4. En deuxième lieu, aux termes de l’article 3, paragraphe 1, de la convention internationale relative aux droits de l’enfant : « Dans toutes les décisions qui concernent les enfants, qu’elles soient le fait d’institutions publiques ou privées de protection sociale, des tribunaux, des autorités administratives ou des organes législatifs, l’intérêt supérieur de l’enfant doit être une considération primordiale ». Il résulte de ces stipulations, qui peuvent être utilement invoquées à l’appui d’un recours pour excès de pouvoir, que, dans l’exercice de son pouvoir d’appréciation, l’autorité administrative doit accorder une attention primordiale à l’intérêt supérieur des enfants dans toutes les décisions les concernant. Elles sont applicables non seulement aux décisions qui ont pour objet de régler la situation personnelle d’enfants mineurs mais aussi à celles qui ont pour effet d’affecter, de manière suffisamment directe et certaine, leur situation.
5. Ainsi qu’il a été dit au point 3, les requérants peuvent reconstituer leur cellule familiale en Algérie où leurs enfants pourront poursuivre leur scolarité. Dès lors, le préfet du Nord, dont les décisions contestées n’ont ni pour objet, ni pour effet de séparer les requérants de leurs enfants, n’a pas porté à l’intérêt supérieur de ces derniers une atteinte méconnaissant les stipulations de l’article 3 de la convention internationale relative aux droits de l’enfant.
6. En troisième lieu, le moyen tiré de l’erreur manifeste quant à l’appréciation portée sur les conséquences de ces décisions sur la situation personnelle des intéressés doit être écarté pour les mêmes motifs que ceux exposés aux points 3 et 5.
7. Il résulte de ce qui précède que Mme C… et M. D… ne sont pas fondés à demander l’annulation des décisions portant refus de délivrance de titres de séjour.
Sur les décisions portant obligations de quitter le territoire français :
8. En premier lieu, ainsi qu’il a été exposé aux points 2 à 7, Mme C… et M. D… n’établissent pas que les arrêtés attaqués, en tant qu’ils leur refusent la délivrance de titres de séjour, seraient illégaux. Par suite, ils ne sont pas davantage fondés à soutenir que les décisions portant obligations de quitter le territoire français seraient illégales au motif qu’elles ont été prises sur le fondement de ces refus de séjour et leur moyen en ce sens doit, dès lors, être écarté.
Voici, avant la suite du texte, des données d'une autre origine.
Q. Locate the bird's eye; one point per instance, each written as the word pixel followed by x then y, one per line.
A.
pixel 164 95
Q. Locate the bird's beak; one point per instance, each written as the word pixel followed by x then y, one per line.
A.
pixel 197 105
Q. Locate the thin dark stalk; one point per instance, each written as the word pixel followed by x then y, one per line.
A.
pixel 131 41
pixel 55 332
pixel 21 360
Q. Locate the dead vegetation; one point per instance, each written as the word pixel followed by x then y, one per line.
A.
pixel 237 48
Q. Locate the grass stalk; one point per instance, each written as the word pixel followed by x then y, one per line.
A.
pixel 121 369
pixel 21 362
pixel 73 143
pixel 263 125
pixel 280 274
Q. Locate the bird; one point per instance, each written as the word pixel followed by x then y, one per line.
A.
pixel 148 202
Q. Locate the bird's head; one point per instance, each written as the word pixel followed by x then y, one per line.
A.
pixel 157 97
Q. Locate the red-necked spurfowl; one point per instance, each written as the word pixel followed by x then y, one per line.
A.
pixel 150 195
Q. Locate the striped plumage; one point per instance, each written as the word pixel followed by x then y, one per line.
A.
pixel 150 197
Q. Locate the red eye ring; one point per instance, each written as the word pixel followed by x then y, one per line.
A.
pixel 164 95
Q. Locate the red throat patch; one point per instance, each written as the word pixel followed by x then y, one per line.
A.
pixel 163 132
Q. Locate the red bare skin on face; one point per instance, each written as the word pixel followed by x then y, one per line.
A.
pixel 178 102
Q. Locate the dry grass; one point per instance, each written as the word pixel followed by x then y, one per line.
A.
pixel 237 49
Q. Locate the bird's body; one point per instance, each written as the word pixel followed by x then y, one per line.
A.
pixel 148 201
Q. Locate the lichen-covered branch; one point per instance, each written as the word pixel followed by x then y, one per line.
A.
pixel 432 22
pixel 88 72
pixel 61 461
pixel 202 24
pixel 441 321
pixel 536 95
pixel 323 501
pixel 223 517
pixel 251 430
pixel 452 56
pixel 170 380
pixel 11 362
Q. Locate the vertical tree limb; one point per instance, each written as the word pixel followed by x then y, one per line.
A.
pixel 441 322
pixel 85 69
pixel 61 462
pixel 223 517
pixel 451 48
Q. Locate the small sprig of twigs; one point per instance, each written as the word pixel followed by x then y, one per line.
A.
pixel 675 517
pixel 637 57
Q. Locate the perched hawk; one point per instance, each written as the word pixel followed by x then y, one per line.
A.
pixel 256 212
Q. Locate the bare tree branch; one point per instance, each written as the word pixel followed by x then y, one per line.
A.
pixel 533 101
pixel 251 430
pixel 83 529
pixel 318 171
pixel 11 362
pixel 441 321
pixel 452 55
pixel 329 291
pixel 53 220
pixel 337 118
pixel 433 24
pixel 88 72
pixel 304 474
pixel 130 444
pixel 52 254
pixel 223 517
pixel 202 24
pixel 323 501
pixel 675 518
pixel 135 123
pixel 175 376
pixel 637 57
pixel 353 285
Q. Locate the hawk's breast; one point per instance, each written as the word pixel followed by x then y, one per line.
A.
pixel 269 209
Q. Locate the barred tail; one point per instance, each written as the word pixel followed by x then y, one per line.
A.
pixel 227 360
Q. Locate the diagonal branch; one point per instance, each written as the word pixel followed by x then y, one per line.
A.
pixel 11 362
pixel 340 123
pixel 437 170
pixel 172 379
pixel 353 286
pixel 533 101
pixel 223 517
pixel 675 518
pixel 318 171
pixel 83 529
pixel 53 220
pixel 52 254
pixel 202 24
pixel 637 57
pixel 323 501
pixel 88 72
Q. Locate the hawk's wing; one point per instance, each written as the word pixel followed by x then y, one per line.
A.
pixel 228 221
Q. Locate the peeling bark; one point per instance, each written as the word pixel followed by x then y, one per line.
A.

9. En deuxième lieu, si Mme C… et M. D… ont initié des démarches en vue de déposer une demande d’asile lors de leur entrée en France en 2016, il est constant qu’ils ont renoncé à cette procédure après l’annulation, par des jugements du tribunal administratif de Lille du 6 juin 2017, des arrêtés du 23 avril 2017 par lesquels le préfet du Nord avait décidé de leur transfert auprès des autorités espagnoles. Par suite, et alors que ces décisions n’ont pas pour objet de fixer le pays d’éloignement, les appelants ne peuvent utilement soutenir que les décisions portant obligations de quitter le territoire français sont entachées d’un défaut d’examen dès lors qu’elles ne mentionnent pas leurs demandes d’asile enregistrées en 2016.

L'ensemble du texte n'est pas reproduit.